Interface Equator<T>

  • All Known Subinterfaces:
    ComparisonContext<T>
    All Known Implementing Classes:
    ComparisonContext.CompCtx, Equator.Equat, RangeOfInt.Equat

    public interface Equator<T>
    An Equator represents an equality context in a way that is analgous to the java.util.Comparator interface. Comparing Objects is Relative This will need to be passed to Hash-based collections the way a Comparator is passed to tree-based ones. The method names hash() and eq() are intentionally elisions of hashCode() and equals() so that your IDE will suggest the shorter name as you start typing which is almost always what you want. You want the hash() and eq() methods because that's how Equators compare things. You don't want an equator's .hashCode() or .equals() methods because those are for comparing *Equators* and are inherited from java.lang.Object. I'd deprecate those methods, but you can't do that on an interface. A common mistake is to implement an Equator, ComparisonContext, or Comparator as an anonymous class or lambda, then be surprised when it is can't be serialized, or is deserialized as null. These one-off classes are often singletons, which are easiest to serialize as enums. If your implementation requires generic type parameters, observe how defaultEquator() tricks the type system into using generic type parameters (correctly) with an enum.
    • Method Detail

      • defaultEquator

        @NotNull
        static <T> @NotNull Equator<T> defaultEquator()
      • defaultComparator

        @NotNull
        static <T> @NotNull Comparator<T> defaultComparator()
      • hash

        int hash​(T t)
        An integer digest used for very quick "can-equal" testing. This method MUST return equal hash codes for equal objects. It should USUALLY return unequal hash codes for unequal objects.

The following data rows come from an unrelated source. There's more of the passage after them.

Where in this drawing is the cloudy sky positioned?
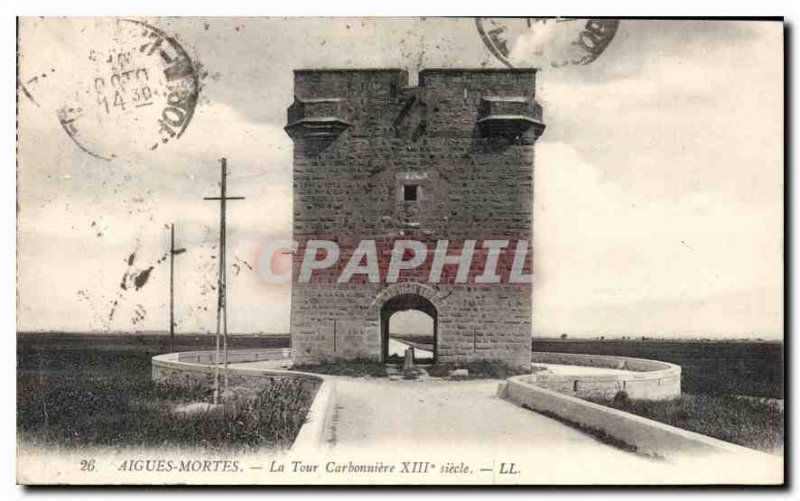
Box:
[18,18,784,339]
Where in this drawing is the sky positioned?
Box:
[17,18,784,339]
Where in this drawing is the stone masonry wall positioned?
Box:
[287,69,535,367]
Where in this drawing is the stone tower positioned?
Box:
[286,69,544,369]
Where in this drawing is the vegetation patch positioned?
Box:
[586,392,784,454]
[17,340,319,450]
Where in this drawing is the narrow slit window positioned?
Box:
[403,184,419,202]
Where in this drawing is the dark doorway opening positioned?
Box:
[381,294,438,364]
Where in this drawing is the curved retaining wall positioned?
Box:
[532,352,681,400]
[498,376,778,460]
[151,348,336,450]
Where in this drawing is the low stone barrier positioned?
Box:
[151,348,336,450]
[498,376,774,460]
[520,351,681,400]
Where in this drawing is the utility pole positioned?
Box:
[203,157,244,405]
[169,224,186,345]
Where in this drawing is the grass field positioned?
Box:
[17,335,316,449]
[17,333,784,452]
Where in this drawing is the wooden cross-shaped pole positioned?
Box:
[169,224,186,344]
[203,157,244,405]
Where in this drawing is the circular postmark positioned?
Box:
[475,18,619,68]
[23,19,200,160]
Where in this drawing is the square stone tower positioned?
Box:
[286,69,544,369]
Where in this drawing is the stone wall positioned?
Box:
[287,69,542,367]
[521,352,681,400]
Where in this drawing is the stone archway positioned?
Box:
[381,294,439,363]
[365,282,447,362]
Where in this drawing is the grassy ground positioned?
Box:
[589,393,784,454]
[17,339,317,450]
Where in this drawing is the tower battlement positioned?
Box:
[287,68,544,141]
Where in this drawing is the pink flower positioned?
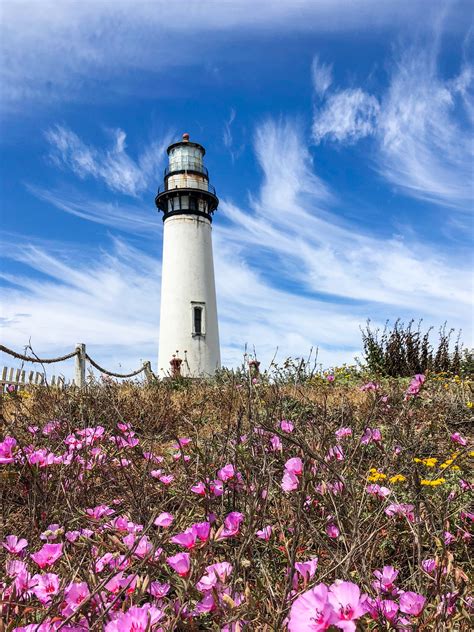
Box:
[158,474,174,485]
[86,505,115,520]
[385,503,415,522]
[285,456,303,476]
[148,582,171,599]
[2,535,28,555]
[166,553,191,577]
[421,558,437,575]
[451,432,467,446]
[288,584,336,632]
[328,580,367,632]
[104,603,163,632]
[255,526,273,542]
[335,428,352,439]
[33,573,59,604]
[366,483,392,498]
[30,544,63,568]
[191,522,211,542]
[400,591,426,617]
[0,437,16,465]
[217,511,244,540]
[360,382,380,391]
[171,529,196,549]
[295,557,318,589]
[191,481,206,496]
[281,471,299,492]
[372,566,398,592]
[217,463,235,482]
[360,428,382,445]
[270,435,283,452]
[326,524,341,539]
[62,582,90,617]
[280,419,295,432]
[153,511,174,527]
[325,445,344,461]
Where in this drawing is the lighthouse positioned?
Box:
[155,134,221,377]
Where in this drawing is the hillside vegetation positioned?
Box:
[0,364,474,632]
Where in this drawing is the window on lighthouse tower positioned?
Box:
[192,303,204,336]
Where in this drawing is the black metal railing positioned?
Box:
[156,182,217,197]
[164,160,209,178]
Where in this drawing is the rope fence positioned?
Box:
[0,343,155,390]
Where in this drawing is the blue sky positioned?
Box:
[0,0,474,374]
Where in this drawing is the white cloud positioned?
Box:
[311,55,332,97]
[312,48,474,210]
[313,88,380,143]
[0,0,462,112]
[0,119,471,378]
[45,125,169,196]
[378,50,474,210]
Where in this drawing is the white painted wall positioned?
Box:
[158,215,221,377]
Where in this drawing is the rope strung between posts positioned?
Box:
[0,345,79,364]
[0,345,145,378]
[86,353,145,377]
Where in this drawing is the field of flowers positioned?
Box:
[0,370,474,632]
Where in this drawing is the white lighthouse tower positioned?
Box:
[155,134,221,377]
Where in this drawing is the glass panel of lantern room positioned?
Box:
[169,145,203,171]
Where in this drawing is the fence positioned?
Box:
[0,343,155,392]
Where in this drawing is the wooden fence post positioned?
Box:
[74,342,86,388]
[143,360,155,384]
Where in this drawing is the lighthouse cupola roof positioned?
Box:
[155,133,219,221]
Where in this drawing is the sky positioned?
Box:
[0,0,474,375]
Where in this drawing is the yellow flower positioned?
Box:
[420,478,446,487]
[389,474,407,483]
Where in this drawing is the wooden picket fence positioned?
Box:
[0,343,155,393]
[0,366,75,393]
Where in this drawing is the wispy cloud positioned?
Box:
[313,47,474,210]
[0,0,462,111]
[45,125,169,196]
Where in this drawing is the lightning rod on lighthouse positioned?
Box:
[155,134,221,377]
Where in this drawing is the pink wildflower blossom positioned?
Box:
[372,566,399,592]
[33,573,59,604]
[62,582,90,617]
[191,481,206,496]
[385,503,415,522]
[288,584,336,632]
[30,543,63,568]
[280,419,295,432]
[334,428,352,439]
[281,471,299,492]
[360,382,380,391]
[285,456,303,476]
[326,523,341,539]
[171,529,196,549]
[0,437,16,465]
[400,591,426,617]
[2,535,28,555]
[217,463,235,482]
[104,603,163,632]
[166,553,191,577]
[328,581,367,632]
[255,526,273,542]
[148,582,171,599]
[451,432,467,446]
[270,435,283,452]
[153,511,174,527]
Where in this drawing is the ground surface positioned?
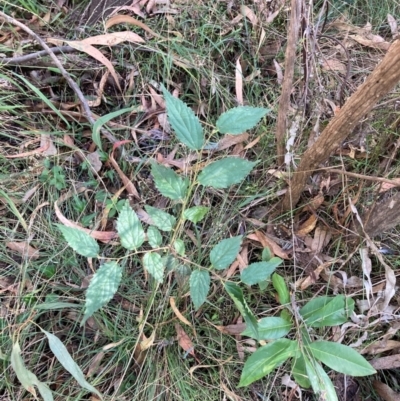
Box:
[0,0,400,401]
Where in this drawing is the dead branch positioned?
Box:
[281,40,400,212]
[275,0,301,165]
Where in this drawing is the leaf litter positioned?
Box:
[2,3,398,397]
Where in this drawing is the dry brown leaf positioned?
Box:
[148,85,166,108]
[281,374,302,400]
[296,214,318,237]
[215,323,246,336]
[370,354,400,370]
[349,35,390,50]
[175,323,200,363]
[321,58,347,75]
[140,330,156,351]
[235,57,243,106]
[360,247,372,301]
[247,231,291,259]
[310,227,332,253]
[79,31,145,46]
[244,70,261,82]
[63,134,75,146]
[221,382,242,401]
[110,4,146,18]
[4,142,50,159]
[40,134,58,156]
[240,5,258,26]
[86,150,103,173]
[295,262,331,291]
[109,140,140,200]
[243,136,261,150]
[387,14,399,39]
[54,201,118,242]
[379,178,400,193]
[169,297,192,327]
[105,15,165,39]
[102,338,125,351]
[361,340,400,355]
[88,70,110,107]
[86,351,106,377]
[372,380,400,401]
[22,185,39,203]
[6,241,40,259]
[65,41,122,92]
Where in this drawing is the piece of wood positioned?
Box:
[281,40,400,212]
[275,0,301,165]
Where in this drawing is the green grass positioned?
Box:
[0,0,400,401]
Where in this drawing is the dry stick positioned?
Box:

You should not change mutable objects while you rely on their hash codes. That said, if a mutable object's internal state changes, the hash code generally must change to reflect the new state. The name of this method is short so that auto-complete can offer it before hashCode().
      • eq

        boolean eq​(T o1,
                   T o2)
        Determines whether two objects are equal. The name of this method is short so that auto-complete can offer it before equals(). You can do anything you want here, but consider having null == null but null != anything else.
        Returns:
        true if this Equator considers the two objects to be equal.
      • neq

        default boolean neq​(T o1,
                            T o2)
        Returns true if two objects are NOT equal. By default, just delegates to eq(Object, Object) and reverses the result.
        Returns:
        true if this Equator considers the two objects to NOT be equal.